Hobi membaca
berbanding lurus dengan kemampuan menulis, barangkali kalimat tersebut bisa
mewakili kesukaanku akan dunia tulis menulis. Setidaknya, karena terbiasa
membaca apa saja – koran, majalah, tabloid, buku cerita ataupun brosur pameran –
aku jadi bisa memilih kata dan membuat kalimat lebih terstruktur, terutama
kalau ada pelajaran mengarang.
Lucunya,
ketika ada kesempatan mengirimkan tulisan-tulisanku ke media cetak (majalah)

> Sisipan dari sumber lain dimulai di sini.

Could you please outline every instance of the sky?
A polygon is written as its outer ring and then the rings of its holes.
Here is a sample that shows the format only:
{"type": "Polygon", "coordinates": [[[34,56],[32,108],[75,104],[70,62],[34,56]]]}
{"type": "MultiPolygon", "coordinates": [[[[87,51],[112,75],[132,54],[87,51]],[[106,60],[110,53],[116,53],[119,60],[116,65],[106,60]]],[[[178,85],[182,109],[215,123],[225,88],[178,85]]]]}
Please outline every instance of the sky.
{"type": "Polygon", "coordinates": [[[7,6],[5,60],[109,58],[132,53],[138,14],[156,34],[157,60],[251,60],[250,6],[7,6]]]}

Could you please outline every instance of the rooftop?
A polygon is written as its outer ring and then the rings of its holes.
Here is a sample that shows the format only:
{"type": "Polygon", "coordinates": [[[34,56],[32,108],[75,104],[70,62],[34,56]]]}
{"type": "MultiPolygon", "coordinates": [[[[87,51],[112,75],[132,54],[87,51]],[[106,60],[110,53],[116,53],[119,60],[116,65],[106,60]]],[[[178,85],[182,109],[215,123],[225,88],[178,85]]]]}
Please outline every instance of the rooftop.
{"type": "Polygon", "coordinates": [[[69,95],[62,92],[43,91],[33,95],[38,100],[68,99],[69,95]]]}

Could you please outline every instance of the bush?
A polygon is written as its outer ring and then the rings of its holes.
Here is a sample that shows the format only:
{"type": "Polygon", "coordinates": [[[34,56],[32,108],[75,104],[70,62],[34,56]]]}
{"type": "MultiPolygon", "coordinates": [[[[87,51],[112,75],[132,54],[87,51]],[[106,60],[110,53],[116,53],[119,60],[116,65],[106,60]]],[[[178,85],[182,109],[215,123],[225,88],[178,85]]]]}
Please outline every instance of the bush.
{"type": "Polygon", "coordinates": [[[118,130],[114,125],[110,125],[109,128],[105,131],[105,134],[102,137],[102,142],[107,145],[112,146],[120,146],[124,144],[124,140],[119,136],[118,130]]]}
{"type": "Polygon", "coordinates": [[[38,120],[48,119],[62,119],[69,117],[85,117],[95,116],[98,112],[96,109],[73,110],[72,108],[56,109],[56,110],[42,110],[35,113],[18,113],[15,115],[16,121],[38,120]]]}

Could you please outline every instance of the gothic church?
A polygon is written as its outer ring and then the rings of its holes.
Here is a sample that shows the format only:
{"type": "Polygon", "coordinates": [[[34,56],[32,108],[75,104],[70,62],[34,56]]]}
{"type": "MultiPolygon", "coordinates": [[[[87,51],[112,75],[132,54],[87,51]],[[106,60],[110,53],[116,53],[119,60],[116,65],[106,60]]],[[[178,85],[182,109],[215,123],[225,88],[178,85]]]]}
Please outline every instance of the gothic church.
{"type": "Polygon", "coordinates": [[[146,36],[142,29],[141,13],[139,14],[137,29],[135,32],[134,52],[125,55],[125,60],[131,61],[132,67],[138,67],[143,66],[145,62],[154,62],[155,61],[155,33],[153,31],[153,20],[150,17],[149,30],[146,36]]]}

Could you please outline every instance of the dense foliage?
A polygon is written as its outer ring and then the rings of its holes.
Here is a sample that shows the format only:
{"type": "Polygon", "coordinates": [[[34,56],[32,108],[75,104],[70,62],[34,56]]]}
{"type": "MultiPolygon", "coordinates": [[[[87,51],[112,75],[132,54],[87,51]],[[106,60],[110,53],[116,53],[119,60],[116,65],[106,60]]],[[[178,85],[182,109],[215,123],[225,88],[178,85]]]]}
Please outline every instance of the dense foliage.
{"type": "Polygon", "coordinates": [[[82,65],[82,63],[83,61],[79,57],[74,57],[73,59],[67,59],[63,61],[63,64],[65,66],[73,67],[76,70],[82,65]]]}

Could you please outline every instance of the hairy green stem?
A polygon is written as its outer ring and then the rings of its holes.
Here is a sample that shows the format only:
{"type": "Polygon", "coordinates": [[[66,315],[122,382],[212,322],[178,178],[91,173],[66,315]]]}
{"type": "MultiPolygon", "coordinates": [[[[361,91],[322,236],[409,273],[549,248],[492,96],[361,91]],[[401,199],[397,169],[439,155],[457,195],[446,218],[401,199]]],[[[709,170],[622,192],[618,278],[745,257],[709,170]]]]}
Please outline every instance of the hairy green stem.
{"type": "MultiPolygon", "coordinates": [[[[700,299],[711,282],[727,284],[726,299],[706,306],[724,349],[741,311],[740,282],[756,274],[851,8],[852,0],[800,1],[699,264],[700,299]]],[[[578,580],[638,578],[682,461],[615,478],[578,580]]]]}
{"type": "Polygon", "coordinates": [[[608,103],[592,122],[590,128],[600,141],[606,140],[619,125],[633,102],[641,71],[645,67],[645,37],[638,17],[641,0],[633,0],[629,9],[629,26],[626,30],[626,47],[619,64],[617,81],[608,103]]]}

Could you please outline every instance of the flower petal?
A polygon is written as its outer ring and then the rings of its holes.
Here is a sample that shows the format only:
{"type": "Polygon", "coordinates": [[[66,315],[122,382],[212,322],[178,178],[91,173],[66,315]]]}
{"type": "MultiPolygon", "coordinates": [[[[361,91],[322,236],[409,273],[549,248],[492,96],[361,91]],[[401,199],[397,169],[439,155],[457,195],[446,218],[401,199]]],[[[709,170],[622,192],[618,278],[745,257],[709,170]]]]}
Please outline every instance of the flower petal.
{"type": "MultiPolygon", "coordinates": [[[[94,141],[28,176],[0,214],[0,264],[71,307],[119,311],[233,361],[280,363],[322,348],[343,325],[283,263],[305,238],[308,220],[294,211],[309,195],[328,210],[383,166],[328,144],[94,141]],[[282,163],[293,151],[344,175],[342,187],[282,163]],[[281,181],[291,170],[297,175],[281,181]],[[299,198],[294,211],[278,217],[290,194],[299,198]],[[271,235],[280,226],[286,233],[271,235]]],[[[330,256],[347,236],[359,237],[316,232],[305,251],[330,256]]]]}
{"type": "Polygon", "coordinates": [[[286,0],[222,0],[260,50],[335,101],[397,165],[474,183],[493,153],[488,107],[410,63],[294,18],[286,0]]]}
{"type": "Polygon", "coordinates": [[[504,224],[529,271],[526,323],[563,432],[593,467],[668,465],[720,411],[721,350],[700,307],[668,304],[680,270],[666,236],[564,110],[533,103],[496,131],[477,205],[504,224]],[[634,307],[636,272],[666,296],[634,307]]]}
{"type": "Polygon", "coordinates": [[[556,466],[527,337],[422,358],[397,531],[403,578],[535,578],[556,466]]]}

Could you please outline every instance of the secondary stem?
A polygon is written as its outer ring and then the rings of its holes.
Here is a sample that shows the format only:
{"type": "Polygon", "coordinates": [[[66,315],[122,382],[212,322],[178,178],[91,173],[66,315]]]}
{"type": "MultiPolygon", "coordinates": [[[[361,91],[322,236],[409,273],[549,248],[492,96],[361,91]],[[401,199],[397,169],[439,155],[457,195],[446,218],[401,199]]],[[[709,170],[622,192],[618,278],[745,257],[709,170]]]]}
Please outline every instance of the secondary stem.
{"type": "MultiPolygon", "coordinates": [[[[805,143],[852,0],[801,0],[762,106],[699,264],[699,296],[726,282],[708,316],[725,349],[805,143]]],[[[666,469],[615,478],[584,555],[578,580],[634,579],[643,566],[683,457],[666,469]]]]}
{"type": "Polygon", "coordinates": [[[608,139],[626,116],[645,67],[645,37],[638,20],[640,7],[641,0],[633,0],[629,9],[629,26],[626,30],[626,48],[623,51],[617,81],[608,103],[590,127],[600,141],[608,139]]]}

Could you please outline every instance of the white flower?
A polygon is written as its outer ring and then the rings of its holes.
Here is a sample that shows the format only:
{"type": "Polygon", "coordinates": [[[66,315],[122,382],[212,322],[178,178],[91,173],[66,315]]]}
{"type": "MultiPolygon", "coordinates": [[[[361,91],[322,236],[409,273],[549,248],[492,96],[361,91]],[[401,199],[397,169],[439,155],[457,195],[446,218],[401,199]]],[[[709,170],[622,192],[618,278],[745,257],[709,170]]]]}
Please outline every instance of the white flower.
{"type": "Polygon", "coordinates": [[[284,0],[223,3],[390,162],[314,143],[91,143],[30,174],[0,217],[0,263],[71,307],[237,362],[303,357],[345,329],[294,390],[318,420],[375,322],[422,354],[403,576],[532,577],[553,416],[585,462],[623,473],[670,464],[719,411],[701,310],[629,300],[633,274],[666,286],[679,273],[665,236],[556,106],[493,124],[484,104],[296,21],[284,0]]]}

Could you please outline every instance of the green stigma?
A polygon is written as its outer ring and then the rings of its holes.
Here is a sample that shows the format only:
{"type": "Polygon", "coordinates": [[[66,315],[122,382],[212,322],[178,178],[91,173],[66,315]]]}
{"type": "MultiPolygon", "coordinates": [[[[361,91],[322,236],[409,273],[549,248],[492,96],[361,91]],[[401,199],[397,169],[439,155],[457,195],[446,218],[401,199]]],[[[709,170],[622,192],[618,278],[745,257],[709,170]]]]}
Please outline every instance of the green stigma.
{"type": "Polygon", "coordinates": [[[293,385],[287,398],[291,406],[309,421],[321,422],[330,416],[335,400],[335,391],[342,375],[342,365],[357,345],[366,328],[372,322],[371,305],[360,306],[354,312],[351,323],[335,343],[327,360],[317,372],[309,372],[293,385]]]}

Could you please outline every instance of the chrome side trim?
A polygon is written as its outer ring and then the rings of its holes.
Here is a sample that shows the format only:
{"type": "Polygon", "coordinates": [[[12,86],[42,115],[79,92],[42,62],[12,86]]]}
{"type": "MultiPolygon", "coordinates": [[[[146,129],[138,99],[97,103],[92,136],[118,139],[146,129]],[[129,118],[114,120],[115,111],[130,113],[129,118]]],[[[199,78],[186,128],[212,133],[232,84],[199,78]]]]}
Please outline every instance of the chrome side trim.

justeru yang pertama aku tulis bukannya karangan tentang suasana desa ataupun
cerita keseharian, tetapi malah ‘pengalaman lucu’ di rumah. Adalah majalah
Kawanku – terbitan Jakarta dan merupakan majalah anak-anak skala nasional –
yang pertama kali menginspirasiku untuk mengirimkan tulisan. Entah mengapa, setiap
majalah Kawanku terbit di hari Selasa, rubrik pertama yang aku baca biasanya
adalah tulisan-tulisan karya pembaca, baik berupa cerita ataupun pengalaman
keseharian.
Nah, karena
di rumah – yang memang keluarga besar – termasuk keluarga humoris, yang selalu penuh
canda dalam keseharian, maka suatu saat aku ingin menuliskannya dalam sebuah cerita
lucu, yang (akhirnya) aku kirim ke majalah anak-anak Kawanku. Ceritanya sangat
sederhana, yaitu kebiasaan kami, aku dan adik-adikku, setiap disuruh Ibu untuk
mengambil sesuatu pasti selalu menjawab, “Dimana, Bu?” Karena memang suka becanda, Ibu kadang-kadang
menjawab dengan kalimat, “Di rumah Mbak Lastri sana!” (ini nama tetangga
belakang rumah). Meski jawaban Ibu cuma becanda, kadang kami tanpa pikir
panjang langsung lari ke rumah Mbak Lastri. Dan tentu saja kami kecele,
hehehe....
Cerita
sederhana itulah yang dalam waktu satu bulan setengah kemudian – sejak aku
kirim via kantor pos – dimuat di majalah Kawanku, saat aku masih duduk di
bangku kelas VI. Tulisan itu memang tidak dikirim asal-asalan, tetapi aku ketik
rapi (memakai mesin tik yang dibawa pulang Bapak dari kantor desa tiap
harinya), dan beberapa kali aku rapikan kata-katanya, sehingga setidaknya 4
kali ganti kertas HVS.
Kalau
ditanya tentang perasaan saat itu, sungguh sangatlah senang, karena aku merasa tulisan
yang dibuat anak SD dari kota kecamatan di wilayah Kabupaten Malang bisa dimuat
di majalah anak-anak terbitan ibukota Jakarta. Rasanya tidak percaya, bahwa aku
bisa ‘menembus’ media cetak skala nasional.
Dan tidak
berselang lama, kira-kira 5 hari sejak dimuat, sebuah wessel senilai Rp. 7,500,-
diantar pak pos ke rumah. Ya, honor pertama sebagai penulis sekaligus
pengalaman pertama mendapatkan uang dari hasil keringat (kemampuan?) sendiri.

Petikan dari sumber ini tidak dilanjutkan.